Bill Cowie, director of Anglo/USA realtors British Homes Group which specializes in helping Florida property buyers from the UK says: "We keep saying that Florida prices are at or near rock bottom but these figures show that prices have continued to fall. For the cash-rich investor, it is all about whether it will be possible to accurately predict the absolute bottom of the market and when to re-enter it. To have a situation where house prices are back to 1997 levels is in itself unprecedented and a superb opportunity to buy into some quality real estate in superb locations.
"The number of houses on the market actually declined slightly from December to January and has now shrunk for six months in a row. This is a good indication that the supply is tailing off.

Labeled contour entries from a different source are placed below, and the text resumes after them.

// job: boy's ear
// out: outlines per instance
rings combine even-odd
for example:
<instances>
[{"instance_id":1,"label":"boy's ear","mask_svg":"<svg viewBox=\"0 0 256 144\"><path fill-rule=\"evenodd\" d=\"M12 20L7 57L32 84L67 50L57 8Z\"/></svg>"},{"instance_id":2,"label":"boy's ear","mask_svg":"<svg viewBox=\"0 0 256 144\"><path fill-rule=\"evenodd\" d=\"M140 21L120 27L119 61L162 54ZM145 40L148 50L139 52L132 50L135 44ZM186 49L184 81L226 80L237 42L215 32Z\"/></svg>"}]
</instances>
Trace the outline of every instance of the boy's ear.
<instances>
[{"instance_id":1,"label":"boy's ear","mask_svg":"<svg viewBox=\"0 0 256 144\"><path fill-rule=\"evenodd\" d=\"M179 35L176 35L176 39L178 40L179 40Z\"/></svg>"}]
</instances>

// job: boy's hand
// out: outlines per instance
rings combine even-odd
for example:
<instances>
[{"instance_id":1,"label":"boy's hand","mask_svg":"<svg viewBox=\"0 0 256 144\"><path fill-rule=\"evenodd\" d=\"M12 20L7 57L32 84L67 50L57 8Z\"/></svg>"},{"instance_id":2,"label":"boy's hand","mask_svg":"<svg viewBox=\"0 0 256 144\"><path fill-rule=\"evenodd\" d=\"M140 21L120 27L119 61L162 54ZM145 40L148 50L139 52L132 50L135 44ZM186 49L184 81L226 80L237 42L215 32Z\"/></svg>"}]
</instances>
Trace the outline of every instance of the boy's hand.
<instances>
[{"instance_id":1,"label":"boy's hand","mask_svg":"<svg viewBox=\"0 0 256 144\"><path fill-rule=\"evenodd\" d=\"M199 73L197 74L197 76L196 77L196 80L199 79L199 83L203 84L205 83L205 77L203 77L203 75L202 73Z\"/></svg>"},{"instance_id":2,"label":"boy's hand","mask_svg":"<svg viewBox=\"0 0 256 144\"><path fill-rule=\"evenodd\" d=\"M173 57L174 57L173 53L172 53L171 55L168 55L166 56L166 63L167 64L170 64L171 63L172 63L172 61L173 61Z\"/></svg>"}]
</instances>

"Tourism is still flourishing and the rental market is still strong and we are finding that overseas buyers who want to let their properties to holidaymakers keen to experience the Orlando theme parks and Florida beaches can often cover their costs of ownership.
"Therefore canny investors and lifestyle purchasers need to only do the numbers to see that much of this cut-price real estate in Florida is at a level which makes sense financially on all levels. Don't wait too long only to find rock bottom has already been and gone and prices are once more moving upwards to reflect the real value of these beautiful homes."
The Orlando Sentinel continues: "For homebuilders, the foreclosure-driven bleeding in median price continues to pressure the new-home market, said Brad Hunter, an economist for MetroStudy Inc.
"The inventory of foreclosure homes definitely remains a problem, both in terms of price pressure and builders' sales paces," he said. "Most builders I talk to say that their main competition comes from homes being sold off by banks, instead of [by] other builders."
Hunter said he expects the price pressure to continue defining the market through 2011, with some "pockets of strength" where homebuilders will be able to gradually raise prices and sell homes.
Within the larger, four-county Orlando metropolitan area, the number of existing-home sales in January was up everywhere from a year earlier except Lake County: Orange was up 10 percent, Osceola was up 32 percent and Seminole was up 27 percent, while Lake was down 6 percent.